Не видно нас из кожухов —
Дайте с маком пирогов!..
Незаметно пристал к славильщикам Ганя Сторублёвый. Его рядить не надо, он всегда как ряженый: нацеплял на себя жестянок, бренчит, мычит и смеётся, будто икает. В рубахе навыпуск, портках и босой — с ним толпа стала ещё краше.
Всю деревню прошли славильщики. У каждого в котомке шаньги, пироги, пряники, каральки, ватрушки. Последней славили финадеевскую избу. Там пир горой и дым коромыслом! Взрослые тоже вырядились кто во что горазд. Пляшут до упаду, посуда звякает, пол ходуном ходит.
Родители своих ряженых детей не признали, гадают и суют в мешки печево. Тётка Лиза вынесла из чулана охапку берестяных личин: баранов, быков, чушек и всяких страшил. Вот это ряжение! Взрослые из-за личин едва не повздорили: хрюкают, мычат, блеют, бьют в пастушьи барабанки. Такое тут началось! Всю Зимиху подняли на ноги.

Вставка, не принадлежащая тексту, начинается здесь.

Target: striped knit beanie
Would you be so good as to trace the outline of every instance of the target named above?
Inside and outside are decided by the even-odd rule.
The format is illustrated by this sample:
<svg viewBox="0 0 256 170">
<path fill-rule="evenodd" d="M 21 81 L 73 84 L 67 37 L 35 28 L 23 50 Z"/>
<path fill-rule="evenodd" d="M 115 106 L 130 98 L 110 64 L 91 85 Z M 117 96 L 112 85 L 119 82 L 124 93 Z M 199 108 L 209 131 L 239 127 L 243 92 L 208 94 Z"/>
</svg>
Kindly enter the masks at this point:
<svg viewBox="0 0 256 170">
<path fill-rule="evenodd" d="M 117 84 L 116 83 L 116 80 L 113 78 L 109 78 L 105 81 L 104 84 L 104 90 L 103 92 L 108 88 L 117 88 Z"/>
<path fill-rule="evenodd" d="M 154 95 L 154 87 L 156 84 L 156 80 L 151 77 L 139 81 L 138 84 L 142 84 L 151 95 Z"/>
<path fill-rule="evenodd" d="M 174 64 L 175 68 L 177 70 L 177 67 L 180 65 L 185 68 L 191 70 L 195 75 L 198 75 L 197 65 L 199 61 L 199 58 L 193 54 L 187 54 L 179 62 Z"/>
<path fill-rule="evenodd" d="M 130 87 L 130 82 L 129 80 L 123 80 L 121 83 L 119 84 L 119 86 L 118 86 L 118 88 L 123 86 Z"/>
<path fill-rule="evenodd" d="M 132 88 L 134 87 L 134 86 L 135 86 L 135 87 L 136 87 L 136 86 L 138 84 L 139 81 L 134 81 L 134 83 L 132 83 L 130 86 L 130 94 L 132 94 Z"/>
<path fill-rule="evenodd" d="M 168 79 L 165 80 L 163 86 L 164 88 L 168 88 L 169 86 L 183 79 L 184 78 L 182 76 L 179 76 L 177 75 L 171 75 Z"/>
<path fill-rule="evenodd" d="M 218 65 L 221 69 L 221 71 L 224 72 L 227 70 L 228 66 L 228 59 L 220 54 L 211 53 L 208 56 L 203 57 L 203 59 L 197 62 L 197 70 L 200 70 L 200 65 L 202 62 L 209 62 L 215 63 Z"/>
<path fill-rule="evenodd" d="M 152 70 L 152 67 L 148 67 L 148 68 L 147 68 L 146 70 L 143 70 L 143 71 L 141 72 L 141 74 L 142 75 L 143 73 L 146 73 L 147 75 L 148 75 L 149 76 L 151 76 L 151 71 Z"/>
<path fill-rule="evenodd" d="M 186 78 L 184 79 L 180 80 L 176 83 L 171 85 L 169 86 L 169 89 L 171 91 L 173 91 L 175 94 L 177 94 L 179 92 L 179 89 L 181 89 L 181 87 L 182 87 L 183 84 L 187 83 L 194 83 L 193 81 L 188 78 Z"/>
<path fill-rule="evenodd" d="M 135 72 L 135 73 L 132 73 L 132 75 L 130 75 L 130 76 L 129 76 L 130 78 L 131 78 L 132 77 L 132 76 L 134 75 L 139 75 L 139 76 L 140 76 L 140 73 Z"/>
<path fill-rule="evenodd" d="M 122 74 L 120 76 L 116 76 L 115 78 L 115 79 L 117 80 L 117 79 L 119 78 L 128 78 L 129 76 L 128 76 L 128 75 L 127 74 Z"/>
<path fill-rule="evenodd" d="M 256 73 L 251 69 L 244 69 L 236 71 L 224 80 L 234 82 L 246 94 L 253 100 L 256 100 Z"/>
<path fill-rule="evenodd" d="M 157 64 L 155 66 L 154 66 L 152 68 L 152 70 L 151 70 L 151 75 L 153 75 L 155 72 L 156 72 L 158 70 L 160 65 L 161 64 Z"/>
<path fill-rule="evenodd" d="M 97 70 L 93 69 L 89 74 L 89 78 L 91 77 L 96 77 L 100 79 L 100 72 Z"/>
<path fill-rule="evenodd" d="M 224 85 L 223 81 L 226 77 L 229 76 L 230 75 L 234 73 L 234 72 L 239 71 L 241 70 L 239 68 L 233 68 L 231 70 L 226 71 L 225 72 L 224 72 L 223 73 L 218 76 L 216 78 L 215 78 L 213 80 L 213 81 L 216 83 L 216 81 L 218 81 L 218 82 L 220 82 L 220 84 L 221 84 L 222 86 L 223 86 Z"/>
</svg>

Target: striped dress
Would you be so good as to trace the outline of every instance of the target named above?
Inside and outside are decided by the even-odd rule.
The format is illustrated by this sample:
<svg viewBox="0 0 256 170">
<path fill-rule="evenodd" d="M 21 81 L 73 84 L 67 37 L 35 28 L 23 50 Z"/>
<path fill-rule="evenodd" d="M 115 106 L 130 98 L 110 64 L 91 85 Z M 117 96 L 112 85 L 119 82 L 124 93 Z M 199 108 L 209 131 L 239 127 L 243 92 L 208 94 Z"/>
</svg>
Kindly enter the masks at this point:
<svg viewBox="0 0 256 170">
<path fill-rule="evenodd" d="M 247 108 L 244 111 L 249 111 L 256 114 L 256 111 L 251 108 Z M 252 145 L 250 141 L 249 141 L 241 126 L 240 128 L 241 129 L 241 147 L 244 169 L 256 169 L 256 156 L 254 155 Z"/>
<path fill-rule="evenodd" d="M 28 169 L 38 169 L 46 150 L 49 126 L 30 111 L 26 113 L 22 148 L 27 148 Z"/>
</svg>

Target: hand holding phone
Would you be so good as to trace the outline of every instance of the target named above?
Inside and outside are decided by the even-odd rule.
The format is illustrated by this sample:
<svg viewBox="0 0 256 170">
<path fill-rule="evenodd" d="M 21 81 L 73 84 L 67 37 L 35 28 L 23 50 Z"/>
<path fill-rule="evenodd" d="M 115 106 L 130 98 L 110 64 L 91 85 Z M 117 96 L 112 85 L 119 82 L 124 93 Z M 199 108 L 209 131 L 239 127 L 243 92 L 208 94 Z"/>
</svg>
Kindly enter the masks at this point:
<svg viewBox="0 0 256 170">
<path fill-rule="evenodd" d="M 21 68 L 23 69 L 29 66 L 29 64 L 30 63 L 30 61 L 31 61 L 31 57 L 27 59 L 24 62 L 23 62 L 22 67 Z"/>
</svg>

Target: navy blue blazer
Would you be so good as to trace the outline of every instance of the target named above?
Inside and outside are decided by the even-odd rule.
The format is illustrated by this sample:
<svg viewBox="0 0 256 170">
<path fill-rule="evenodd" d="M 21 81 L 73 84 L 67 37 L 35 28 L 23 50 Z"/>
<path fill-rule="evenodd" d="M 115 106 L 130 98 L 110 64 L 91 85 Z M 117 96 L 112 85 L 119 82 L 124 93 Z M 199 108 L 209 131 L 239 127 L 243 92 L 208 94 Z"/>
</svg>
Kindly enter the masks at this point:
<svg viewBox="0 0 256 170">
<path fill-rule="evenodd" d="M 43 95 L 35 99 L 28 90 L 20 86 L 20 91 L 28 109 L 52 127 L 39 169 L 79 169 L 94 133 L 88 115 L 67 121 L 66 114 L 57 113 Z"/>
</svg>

Тётя Лиза вырядилась ямщиком, приплясывает, повизгивает; гремит щедрым чайником, угощает охочих до бражки. Вприсядку бражники пустились. Частушки посыпались под барабушку гармониста. Подбоченясь, с притопом, бабы и мужики забойчили, кто шибче и забористей:
Сидит Ваня у ворот,
Широко разинув рот.
А народ не разберёт,
Где ворота, а где рот.
На лужочке у реки
Утки громко крякали.
Меня милый целовал,
Только серьги звякали!..
Дроби, дроби, дроби, бей!
Дроби, ноги не жалей!
Отчаянно отдробила вдовица Фрося Травнова. Сорвала косынку с головы, бросила на пол: «Э-эх, ма!..» И отчебучила:
Я купила колбасу
И в карман положила,
А она, такая курва,
Меня растревожила!
Вдовья душа, горемыка безмужняя. Пришёл её Фёдор с фронта, изболел ранами.
Лягу грудью на ограду,
Позову свою отраду,
Хладный камень отвалю,
Встать на ноженьки велю.
Тишина. Минута молчания. Святая память… Всех задела война, ранила. Семён платок поднял, подал Фросе. Петро Ренёв робко провёл пальцами по кнопкам трёхрядки. Оживились примолкшие. Сыпанул Петро частушечками:
Парни бегали по льду,
Застудили ерунду,
А без этой ерунды
Ни туды и ни сюды!
Не гони меня, Галина,
За гульбу вчерашнюю!
Я — скотина! Я, скотина, —
Существо домашнее.
Ночью на полатях страшные истории о ведьмах, оборотнях, утопленниках, домовых… Малышня вздрагивала от страха и жалась к старшим. Толик удивлялся: как много схожего меж зимихинскими чудесами и теми, что из книжки Гоголя!
Жили они с мамкой в бараке, в заводском общежитии на краю города. Она работала поломойкой, дворничихой и кубовщицей. Ссылка в обских урманах закалила её — и барачные тяготы она сносила без ропота. Неграмотная почти, расписывалась каракулями; натужно, по слогам складывала слова, осиливая занимательную книжицу «Вечера на хуторе близ Диканьки». Нашарила её под общежитской койкой. Хозяин не отыскался. Одолевая книгу, попутно научила и сына складывать слова. И он даже бойчее её стал читать и сам принимался за Гоголя. И дочитались!..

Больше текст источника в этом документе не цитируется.